Group manifold approach to higher spin theory

TL;DR

This paper develops a geometric formulation of higher spin theory using the group manifold approach, deriving equations of motion and symmetries from Bianchi identities and rheonomy conditions, with connections to Vasiliev equations and supersymmetry.

Contribution

It introduces a group manifold framework for higher spin theory, deriving unfolded equations and dynamics from geometric and algebraic constraints, extending the understanding of higher spin symmetries.

Findings

Derived 4D equations of motion from Bianchi identities and rheonomy conditions.

Established the connection between the group manifold approach and Vasiliev equations.

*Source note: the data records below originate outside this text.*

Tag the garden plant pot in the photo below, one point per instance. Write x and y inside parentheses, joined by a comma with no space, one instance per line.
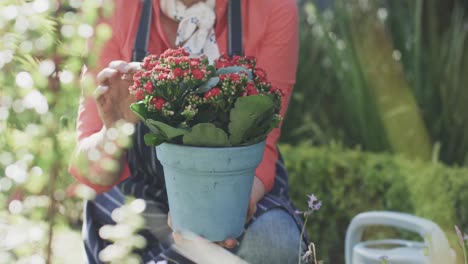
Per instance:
(209,188)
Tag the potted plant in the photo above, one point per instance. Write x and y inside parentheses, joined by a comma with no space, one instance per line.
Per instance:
(209,124)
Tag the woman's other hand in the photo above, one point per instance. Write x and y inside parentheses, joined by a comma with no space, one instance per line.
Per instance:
(112,94)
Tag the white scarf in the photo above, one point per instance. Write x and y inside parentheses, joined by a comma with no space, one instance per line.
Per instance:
(195,30)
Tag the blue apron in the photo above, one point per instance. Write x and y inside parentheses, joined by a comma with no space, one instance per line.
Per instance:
(147,179)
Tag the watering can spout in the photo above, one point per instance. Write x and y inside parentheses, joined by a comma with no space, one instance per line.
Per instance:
(434,250)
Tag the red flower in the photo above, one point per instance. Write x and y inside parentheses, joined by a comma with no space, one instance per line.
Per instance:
(149,87)
(250,90)
(198,74)
(213,93)
(235,77)
(158,102)
(178,72)
(139,95)
(162,76)
(276,90)
(194,62)
(146,74)
(261,74)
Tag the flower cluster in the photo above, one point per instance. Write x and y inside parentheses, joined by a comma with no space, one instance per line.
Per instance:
(181,92)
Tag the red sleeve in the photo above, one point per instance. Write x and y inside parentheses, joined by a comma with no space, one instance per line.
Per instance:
(278,56)
(89,124)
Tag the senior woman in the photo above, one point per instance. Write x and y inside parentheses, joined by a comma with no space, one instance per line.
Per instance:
(269,33)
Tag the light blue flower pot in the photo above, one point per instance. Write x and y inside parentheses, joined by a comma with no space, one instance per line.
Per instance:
(209,188)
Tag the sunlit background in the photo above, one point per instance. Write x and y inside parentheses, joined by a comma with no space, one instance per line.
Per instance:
(378,121)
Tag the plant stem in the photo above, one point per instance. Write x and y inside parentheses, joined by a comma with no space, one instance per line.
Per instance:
(300,240)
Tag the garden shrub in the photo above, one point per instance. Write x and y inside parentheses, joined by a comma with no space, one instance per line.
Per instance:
(351,181)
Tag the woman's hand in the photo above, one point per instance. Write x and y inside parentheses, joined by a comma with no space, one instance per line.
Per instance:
(112,95)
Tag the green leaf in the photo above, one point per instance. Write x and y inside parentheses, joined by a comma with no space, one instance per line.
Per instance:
(250,115)
(166,130)
(212,82)
(206,135)
(140,110)
(154,139)
(235,69)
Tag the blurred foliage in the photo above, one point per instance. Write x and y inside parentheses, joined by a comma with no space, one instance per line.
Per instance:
(42,50)
(351,181)
(384,75)
(342,95)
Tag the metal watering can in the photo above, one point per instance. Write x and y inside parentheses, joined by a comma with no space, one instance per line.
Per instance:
(434,250)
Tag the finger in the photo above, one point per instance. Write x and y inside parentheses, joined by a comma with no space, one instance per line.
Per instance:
(121,66)
(105,75)
(251,210)
(132,68)
(100,90)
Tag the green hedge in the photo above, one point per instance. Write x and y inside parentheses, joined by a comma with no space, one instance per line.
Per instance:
(351,181)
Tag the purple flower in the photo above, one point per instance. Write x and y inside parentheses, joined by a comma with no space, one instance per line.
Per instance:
(461,238)
(312,200)
(313,203)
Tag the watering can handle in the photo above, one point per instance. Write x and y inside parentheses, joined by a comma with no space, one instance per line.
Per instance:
(399,220)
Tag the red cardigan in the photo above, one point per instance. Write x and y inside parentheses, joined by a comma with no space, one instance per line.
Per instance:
(270,33)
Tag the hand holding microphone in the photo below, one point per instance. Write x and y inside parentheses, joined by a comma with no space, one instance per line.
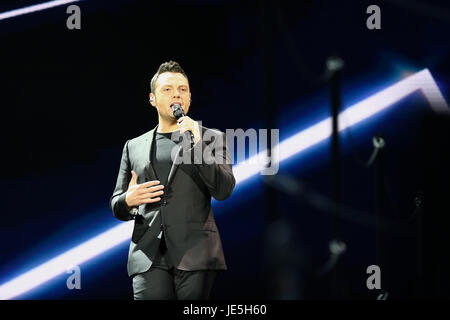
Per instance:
(186,124)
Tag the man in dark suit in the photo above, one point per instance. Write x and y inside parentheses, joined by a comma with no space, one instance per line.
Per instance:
(165,184)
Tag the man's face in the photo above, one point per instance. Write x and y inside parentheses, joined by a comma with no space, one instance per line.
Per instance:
(171,88)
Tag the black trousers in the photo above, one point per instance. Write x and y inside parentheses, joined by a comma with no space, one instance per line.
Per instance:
(165,282)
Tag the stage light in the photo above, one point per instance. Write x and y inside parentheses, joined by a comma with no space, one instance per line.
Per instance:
(289,147)
(34,8)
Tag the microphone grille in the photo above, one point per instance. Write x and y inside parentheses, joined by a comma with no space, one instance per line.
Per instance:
(177,111)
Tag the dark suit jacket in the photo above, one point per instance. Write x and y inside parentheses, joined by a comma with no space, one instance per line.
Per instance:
(184,212)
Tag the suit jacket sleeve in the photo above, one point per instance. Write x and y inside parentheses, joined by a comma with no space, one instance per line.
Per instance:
(215,171)
(117,202)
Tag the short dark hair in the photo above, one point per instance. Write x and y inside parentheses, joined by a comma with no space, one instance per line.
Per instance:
(170,66)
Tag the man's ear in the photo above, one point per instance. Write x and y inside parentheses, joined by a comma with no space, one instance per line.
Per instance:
(152,99)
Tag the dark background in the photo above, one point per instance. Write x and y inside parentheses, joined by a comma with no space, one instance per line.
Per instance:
(71,98)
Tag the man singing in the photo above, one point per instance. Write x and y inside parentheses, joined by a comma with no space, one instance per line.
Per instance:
(175,250)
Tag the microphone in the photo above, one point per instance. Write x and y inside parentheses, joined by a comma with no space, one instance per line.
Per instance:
(178,113)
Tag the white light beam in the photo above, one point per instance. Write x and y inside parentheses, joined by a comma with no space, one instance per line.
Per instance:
(297,143)
(34,8)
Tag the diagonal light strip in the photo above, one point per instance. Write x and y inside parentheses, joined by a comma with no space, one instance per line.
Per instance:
(352,115)
(34,8)
(291,146)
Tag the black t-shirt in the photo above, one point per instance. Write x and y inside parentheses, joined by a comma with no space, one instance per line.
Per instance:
(161,155)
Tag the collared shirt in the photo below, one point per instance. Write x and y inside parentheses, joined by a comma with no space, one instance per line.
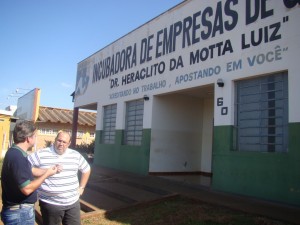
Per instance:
(16,174)
(61,188)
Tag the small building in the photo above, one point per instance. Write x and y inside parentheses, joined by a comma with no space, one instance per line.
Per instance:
(51,120)
(206,87)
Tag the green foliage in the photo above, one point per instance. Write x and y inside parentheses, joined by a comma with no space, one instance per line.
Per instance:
(86,148)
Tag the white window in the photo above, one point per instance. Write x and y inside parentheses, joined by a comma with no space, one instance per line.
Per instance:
(262,114)
(109,124)
(134,122)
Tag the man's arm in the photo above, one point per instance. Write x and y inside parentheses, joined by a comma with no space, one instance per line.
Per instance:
(34,184)
(83,181)
(37,172)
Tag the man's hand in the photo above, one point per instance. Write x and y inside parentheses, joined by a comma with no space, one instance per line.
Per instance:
(59,168)
(51,171)
(80,191)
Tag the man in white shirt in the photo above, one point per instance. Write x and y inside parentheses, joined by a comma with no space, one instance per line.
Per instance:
(59,194)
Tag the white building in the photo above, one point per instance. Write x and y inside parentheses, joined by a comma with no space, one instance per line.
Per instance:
(207,87)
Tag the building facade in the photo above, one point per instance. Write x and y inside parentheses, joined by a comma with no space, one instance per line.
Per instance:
(51,120)
(207,86)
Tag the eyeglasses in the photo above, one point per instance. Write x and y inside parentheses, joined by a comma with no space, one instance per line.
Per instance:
(61,141)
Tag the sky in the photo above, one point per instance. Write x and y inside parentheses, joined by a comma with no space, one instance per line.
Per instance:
(41,42)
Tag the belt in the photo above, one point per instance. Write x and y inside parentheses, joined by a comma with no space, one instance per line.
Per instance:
(20,206)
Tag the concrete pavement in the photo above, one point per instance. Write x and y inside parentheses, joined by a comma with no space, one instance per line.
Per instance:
(110,190)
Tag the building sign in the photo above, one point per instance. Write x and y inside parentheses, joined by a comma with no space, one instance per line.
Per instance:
(207,39)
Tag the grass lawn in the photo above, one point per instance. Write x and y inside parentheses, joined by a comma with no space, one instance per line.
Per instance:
(179,211)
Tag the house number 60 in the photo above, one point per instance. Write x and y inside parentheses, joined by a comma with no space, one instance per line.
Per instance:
(224,109)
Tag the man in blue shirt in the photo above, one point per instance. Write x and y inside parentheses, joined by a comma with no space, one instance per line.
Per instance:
(19,180)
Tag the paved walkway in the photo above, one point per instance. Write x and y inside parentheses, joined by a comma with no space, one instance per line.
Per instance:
(110,189)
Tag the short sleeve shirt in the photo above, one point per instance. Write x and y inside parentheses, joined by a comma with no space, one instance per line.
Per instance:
(16,174)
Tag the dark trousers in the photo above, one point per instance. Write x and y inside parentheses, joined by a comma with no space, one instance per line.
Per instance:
(57,215)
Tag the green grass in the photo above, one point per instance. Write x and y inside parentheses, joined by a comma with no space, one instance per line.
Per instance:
(179,211)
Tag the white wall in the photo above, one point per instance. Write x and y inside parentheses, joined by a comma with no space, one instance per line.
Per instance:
(177,134)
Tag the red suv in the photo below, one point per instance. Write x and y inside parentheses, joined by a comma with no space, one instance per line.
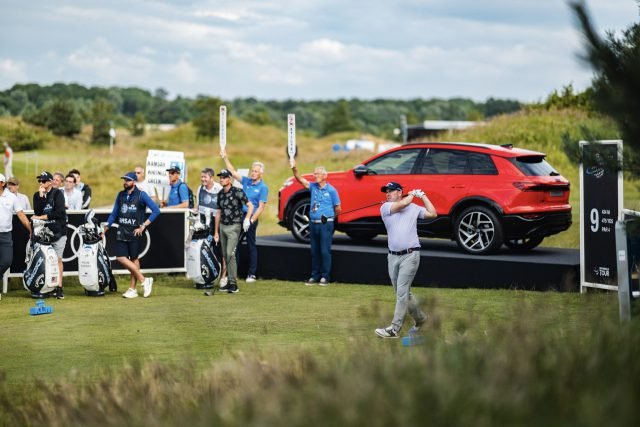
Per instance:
(485,195)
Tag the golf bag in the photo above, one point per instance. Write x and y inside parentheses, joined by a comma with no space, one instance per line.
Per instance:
(94,266)
(41,275)
(203,265)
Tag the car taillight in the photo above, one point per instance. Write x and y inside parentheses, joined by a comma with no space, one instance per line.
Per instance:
(526,186)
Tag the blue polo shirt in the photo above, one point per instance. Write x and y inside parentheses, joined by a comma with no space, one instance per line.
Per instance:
(256,192)
(178,194)
(322,201)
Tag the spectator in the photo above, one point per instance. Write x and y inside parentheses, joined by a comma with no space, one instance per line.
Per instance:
(48,205)
(14,186)
(9,205)
(400,217)
(129,210)
(229,224)
(58,180)
(178,193)
(72,196)
(257,192)
(8,160)
(325,208)
(84,188)
(208,206)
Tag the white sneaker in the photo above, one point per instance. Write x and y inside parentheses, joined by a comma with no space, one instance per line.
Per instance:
(131,293)
(147,285)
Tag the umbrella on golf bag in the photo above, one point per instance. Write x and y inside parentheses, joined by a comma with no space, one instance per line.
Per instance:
(203,265)
(40,277)
(94,266)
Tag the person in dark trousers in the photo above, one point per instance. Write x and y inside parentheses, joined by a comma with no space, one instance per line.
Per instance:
(324,211)
(129,210)
(48,205)
(229,223)
(257,192)
(9,205)
(400,217)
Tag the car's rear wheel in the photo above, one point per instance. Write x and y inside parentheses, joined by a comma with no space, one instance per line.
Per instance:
(478,230)
(299,220)
(524,244)
(362,236)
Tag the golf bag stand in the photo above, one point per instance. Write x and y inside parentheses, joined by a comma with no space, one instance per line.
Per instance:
(40,277)
(94,266)
(203,266)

Discussed the realization of global higher spin symmetry analogous to supersymmetric WZ model.

Abstract

We consider the group manifold approach to higher spin theory. The deformed local higher spin transformation is realized as the diffeomorphism transformation in the group manifold $\textbf{M}$. With the suitable rheonomy condition and the torsion constraint imposed, the unfolded equation can be obtained from the Bianchi identity, by solving which, fields in $\textbf{M}$ are determined by the multiplet at one point, or equivalently, by $(W^{[a(s-1),b(0)]}_{\mu},H)$ in $AdS_{4}\subset \textbf{M}$. Although the space is extended to $\textbf{M}$ to get the geometrical formulation, the dynamical degrees of freedom are still in $AdS_{4}$. The $4d$ equations of motion for $(W^{[a(s-1),b(0)]}_{\mu},H)$ are obtained by plugging the rheonomy condition into the Bianchi identity. The proper rheonomy condition allowing for the maximum on-shell degrees of freedom is given by Vasiliev equation. We also discuss the theory with the global higher spin symmetry, which is in parallel with the WZ model in supersymmetry.